Is the Plant Paradox Diet Harmful?
Many people have pointed out the plant paradox diet may actually do more harm than good, especially considering it promotes excessive food restriction. While reducing all lectin-containing foods may help people who have a lectin-sensitivity, you are unlikely to see any benefits from the diet if you are not sentivie to lectin. What’s also interesting is that many of the banned foods in the diet can simply be cooked in order to remove the lectins, therefore making them safe for even lectin-sensitive individuals. The diet also promotes the consumption of grass-fed meats, which is often more expensive than traditional grain-fed meats.
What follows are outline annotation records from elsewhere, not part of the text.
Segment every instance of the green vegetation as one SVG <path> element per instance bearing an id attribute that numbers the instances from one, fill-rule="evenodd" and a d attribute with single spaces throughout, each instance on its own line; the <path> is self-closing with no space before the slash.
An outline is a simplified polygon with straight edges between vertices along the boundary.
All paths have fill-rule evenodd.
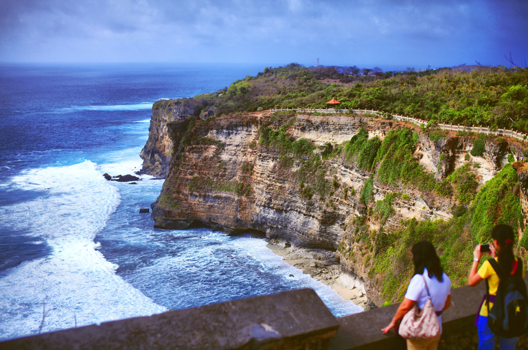
<path id="1" fill-rule="evenodd" d="M 471 155 L 473 156 L 482 156 L 483 154 L 484 154 L 484 152 L 485 152 L 486 148 L 485 145 L 484 145 L 484 141 L 479 139 L 476 139 L 473 141 L 473 148 L 471 150 Z"/>
<path id="2" fill-rule="evenodd" d="M 249 183 L 244 184 L 236 180 L 229 182 L 217 182 L 209 178 L 194 176 L 189 182 L 190 191 L 206 191 L 212 189 L 217 192 L 233 192 L 237 196 L 251 196 L 253 189 Z"/>
<path id="3" fill-rule="evenodd" d="M 381 225 L 385 224 L 387 220 L 395 212 L 392 205 L 394 202 L 394 200 L 401 196 L 401 195 L 402 194 L 400 192 L 389 193 L 382 200 L 377 200 L 376 202 L 374 209 L 374 218 Z"/>
<path id="4" fill-rule="evenodd" d="M 413 156 L 417 141 L 416 132 L 409 128 L 389 132 L 374 160 L 374 163 L 380 162 L 378 168 L 380 182 L 393 186 L 409 184 L 421 191 L 435 188 L 434 175 L 427 174 Z"/>
<path id="5" fill-rule="evenodd" d="M 310 67 L 291 64 L 266 68 L 255 77 L 233 82 L 214 93 L 192 99 L 162 100 L 154 108 L 178 103 L 194 110 L 195 117 L 212 110 L 216 116 L 275 107 L 326 108 L 335 97 L 340 108 L 376 109 L 437 123 L 528 132 L 528 70 L 468 67 L 417 72 L 376 72 L 369 75 L 349 67 Z M 328 84 L 326 78 L 355 82 Z M 433 135 L 438 141 L 441 136 Z"/>
<path id="6" fill-rule="evenodd" d="M 382 226 L 377 233 L 375 242 L 377 253 L 368 275 L 372 279 L 378 276 L 384 301 L 395 302 L 403 299 L 406 289 L 404 281 L 409 281 L 413 274 L 413 263 L 409 251 L 417 242 L 427 240 L 435 245 L 446 273 L 453 286 L 458 287 L 467 284 L 469 268 L 467 261 L 471 259 L 473 247 L 491 240 L 490 232 L 495 224 L 509 224 L 516 232 L 519 228 L 526 229 L 523 226 L 518 191 L 516 194 L 514 189 L 519 183 L 513 167 L 506 165 L 486 183 L 476 198 L 474 177 L 470 164 L 466 163 L 444 180 L 452 185 L 461 203 L 467 205 L 474 198 L 469 210 L 463 204 L 453 206 L 453 218 L 450 220 L 418 222 L 412 219 L 400 222 L 401 227 L 393 233 L 384 232 Z M 398 193 L 389 194 L 383 200 L 376 202 L 373 218 L 383 224 L 393 213 L 393 199 L 399 195 Z M 519 246 L 526 248 L 527 246 L 528 235 L 526 235 Z"/>
<path id="7" fill-rule="evenodd" d="M 366 205 L 372 200 L 372 192 L 374 189 L 374 183 L 372 177 L 370 177 L 365 182 L 363 187 L 361 189 L 361 193 L 359 195 L 359 201 Z"/>
<path id="8" fill-rule="evenodd" d="M 507 224 L 517 232 L 524 230 L 519 195 L 514 187 L 518 185 L 517 172 L 511 164 L 489 180 L 477 196 L 472 208 L 472 229 L 479 243 L 490 240 L 490 233 L 495 224 Z"/>
<path id="9" fill-rule="evenodd" d="M 422 132 L 435 142 L 446 136 L 446 132 L 436 128 L 439 123 L 481 125 L 528 132 L 528 119 L 525 117 L 528 113 L 526 69 L 442 69 L 376 75 L 358 75 L 357 72 L 343 71 L 336 74 L 332 70 L 308 69 L 295 64 L 266 68 L 256 77 L 248 76 L 216 93 L 192 99 L 159 102 L 154 104 L 154 108 L 166 108 L 179 104 L 190 110 L 212 110 L 218 117 L 277 107 L 325 108 L 326 102 L 335 97 L 342 102 L 341 108 L 375 108 L 380 110 L 384 118 L 390 117 L 387 113 L 391 112 L 426 120 L 428 125 L 422 128 Z M 338 76 L 343 82 L 355 84 L 347 86 L 321 81 L 330 76 Z M 409 248 L 417 242 L 426 239 L 435 244 L 446 272 L 453 285 L 457 287 L 467 283 L 468 261 L 470 261 L 473 246 L 489 240 L 490 229 L 494 224 L 507 223 L 514 230 L 528 231 L 524 227 L 520 214 L 518 178 L 511 164 L 479 191 L 474 168 L 479 165 L 469 161 L 437 183 L 434 174 L 422 169 L 414 156 L 418 135 L 412 129 L 391 130 L 380 140 L 378 137 L 369 139 L 367 130 L 360 128 L 349 141 L 343 145 L 327 143 L 316 150 L 308 140 L 296 140 L 290 136 L 290 128 L 297 117 L 297 113 L 292 110 L 273 113 L 268 124 L 262 125 L 258 130 L 258 143 L 252 141 L 249 147 L 258 148 L 258 152 L 269 152 L 277 156 L 281 171 L 294 165 L 298 167 L 292 179 L 298 183 L 301 196 L 306 200 L 313 200 L 315 196 L 325 210 L 336 209 L 338 197 L 333 195 L 338 194 L 341 197 L 341 188 L 345 200 L 356 200 L 356 191 L 352 187 L 349 189 L 344 186 L 335 168 L 330 170 L 323 160 L 338 159 L 345 165 L 356 162 L 363 174 L 367 173 L 369 178 L 358 194 L 359 201 L 367 206 L 367 213 L 354 218 L 352 224 L 347 222 L 347 233 L 338 250 L 345 259 L 363 261 L 369 277 L 382 290 L 385 302 L 401 301 L 403 298 L 406 282 L 413 273 Z M 207 123 L 214 122 L 211 118 L 207 121 L 191 120 L 183 137 L 182 145 L 210 145 L 220 150 L 224 147 L 221 142 L 200 137 L 205 134 L 193 131 Z M 485 140 L 504 140 L 481 134 L 459 135 L 473 137 L 474 147 L 470 153 L 474 156 L 483 155 Z M 444 154 L 440 155 L 441 163 L 445 156 Z M 512 156 L 508 156 L 510 162 Z M 469 154 L 464 159 L 470 161 Z M 188 189 L 190 191 L 229 191 L 238 196 L 251 196 L 251 185 L 246 183 L 245 178 L 252 174 L 253 165 L 244 163 L 241 166 L 241 183 L 195 176 L 189 183 Z M 217 169 L 225 172 L 225 167 L 227 164 L 218 161 Z M 438 170 L 440 169 L 439 164 Z M 374 202 L 375 182 L 397 189 L 382 200 Z M 402 193 L 409 187 L 420 191 L 424 201 L 430 207 L 433 205 L 429 204 L 429 200 L 433 198 L 434 203 L 437 199 L 435 194 L 453 198 L 452 203 L 455 204 L 450 209 L 453 218 L 448 221 L 403 220 L 395 231 L 393 228 L 389 231 L 387 222 L 391 222 L 388 219 L 395 213 L 398 198 L 400 198 L 406 205 L 406 202 L 411 202 L 409 194 Z M 415 196 L 413 192 L 413 198 Z M 163 196 L 160 198 L 159 203 L 172 210 L 181 209 L 177 203 L 170 204 Z M 371 220 L 377 221 L 380 229 L 371 229 Z M 519 245 L 528 248 L 528 235 L 524 235 Z"/>

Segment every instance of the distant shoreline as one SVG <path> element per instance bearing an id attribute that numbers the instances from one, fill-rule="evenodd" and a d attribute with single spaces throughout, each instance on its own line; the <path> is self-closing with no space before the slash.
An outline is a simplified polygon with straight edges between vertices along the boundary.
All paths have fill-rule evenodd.
<path id="1" fill-rule="evenodd" d="M 343 272 L 338 262 L 328 259 L 330 252 L 327 251 L 325 255 L 317 250 L 286 246 L 284 242 L 276 241 L 268 242 L 267 247 L 282 257 L 284 262 L 332 288 L 343 300 L 351 301 L 363 310 L 368 310 L 365 286 L 360 281 Z"/>

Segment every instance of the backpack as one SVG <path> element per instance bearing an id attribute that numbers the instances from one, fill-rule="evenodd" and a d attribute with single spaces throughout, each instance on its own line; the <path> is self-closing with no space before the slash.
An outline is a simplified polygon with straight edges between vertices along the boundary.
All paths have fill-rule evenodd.
<path id="1" fill-rule="evenodd" d="M 523 261 L 512 276 L 505 273 L 494 259 L 488 260 L 498 275 L 495 301 L 490 310 L 490 288 L 486 279 L 487 325 L 494 334 L 503 338 L 516 338 L 528 333 L 528 295 L 523 279 Z"/>

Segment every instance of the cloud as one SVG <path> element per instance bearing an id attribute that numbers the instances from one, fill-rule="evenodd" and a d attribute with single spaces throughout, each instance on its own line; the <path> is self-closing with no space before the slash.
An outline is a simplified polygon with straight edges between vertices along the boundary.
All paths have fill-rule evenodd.
<path id="1" fill-rule="evenodd" d="M 0 61 L 497 65 L 528 58 L 526 18 L 524 1 L 19 0 Z"/>

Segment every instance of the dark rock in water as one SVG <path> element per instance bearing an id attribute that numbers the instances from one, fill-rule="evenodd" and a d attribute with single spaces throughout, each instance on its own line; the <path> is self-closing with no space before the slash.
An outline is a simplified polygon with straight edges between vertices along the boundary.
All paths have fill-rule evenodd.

Is The Plant Paradox Diet Right for You?
At the end of the day, the plant paradox diet might be ideal for those with digestive problems or lectin sensitivity. However, more research needs to be conducted. If you try the plant paradox diet and find yourself feeling better, then perhaps it is the right diet for you. However, whenever starting or containing a restrictive diet, it is always recommended to do it under the guidance of a professional.